Working with very large documents in mongo. Caching? CDN?


#1

We are working with quite large documents in our collection (many 3d objects to be rendered on client to create bigger 3d scene), and so far we have encountered number of problems due to that. And looks like that surprisingly small number of people have had similar issues, so maybe our usage pattern is not so common (or maybe it is anti-pattern).

We have had to fight with iron router and replace it with flow router, due to unpredictable data reloads, which are very heavy when each set is many megabytes long. We have had to move away from Astronomy, as it turns out that for save() command it does first find() and then update(). And find+update versus just update for a document that is 10 megabytes long makes a huge difference. And other cases, that probably do not get noticed that often when you work with rather small subset of collection, where each document is only kilobytes long.

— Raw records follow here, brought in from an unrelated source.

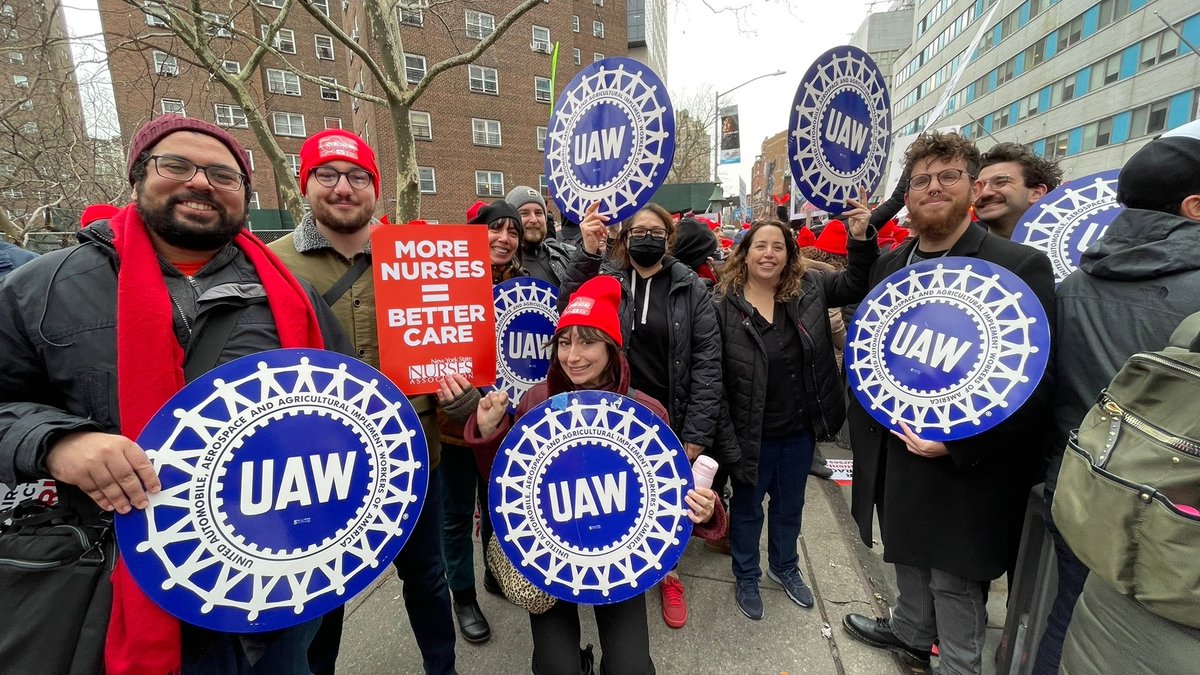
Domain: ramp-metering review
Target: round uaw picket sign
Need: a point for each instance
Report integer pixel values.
(1069, 219)
(951, 347)
(611, 139)
(840, 129)
(289, 481)
(587, 497)
(525, 323)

Currently it feels that we have reached the limit of what can be optimised, and next step would be to try and employ server side caching and probably CDN. But I am not sure if that is at all possible, as all those mongo documents are after all mongo documents and thus transmitted via DDP.

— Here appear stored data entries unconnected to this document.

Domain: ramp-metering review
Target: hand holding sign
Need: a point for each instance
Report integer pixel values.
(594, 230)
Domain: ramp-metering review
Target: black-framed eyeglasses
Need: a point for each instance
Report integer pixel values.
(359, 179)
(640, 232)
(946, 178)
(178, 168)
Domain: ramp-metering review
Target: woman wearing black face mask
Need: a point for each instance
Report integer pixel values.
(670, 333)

Each of the documents is by itself quite static (only sometimes edited by in the backend, but not changed by the end user application), but they are are all arranged dynamically and loaded into scene whenever they become available reactively. It works quite neatly, and feels ‘meteor way’. But loading ~20 objects each several megabyte still takes 15 seconds with no obvious way to optimize the loading time.

Do you have advice on proxy/CDN and on overall pattern that we could employ to improve the situation?


#2

You probably just won’t be able to store this stuff in Mongo/Minimongo. On the client, every find does indeed clone the entire object. And an update clones the entire object many, many times. On the server, the entire contents of each client’s minimongo cache is stored in memory. So if you have 20 objects10 mb100 customers then that is already roughly 20gb on the server. You could try fetching the objects via a Meteor Method, but you might be best off serving it as a static asset.


#3

Could be. Apollo sounds like possible solution - both cachable rest API calls and nice reactive interface for Meteor. But I guess that is far away still.

I was also thinking about using CollectionFS to store the files, and then to cache the corresponding url. But looks like CollectionFS is all but dead now. Though as I am already using it in a project, I might try this route anyway. Will see.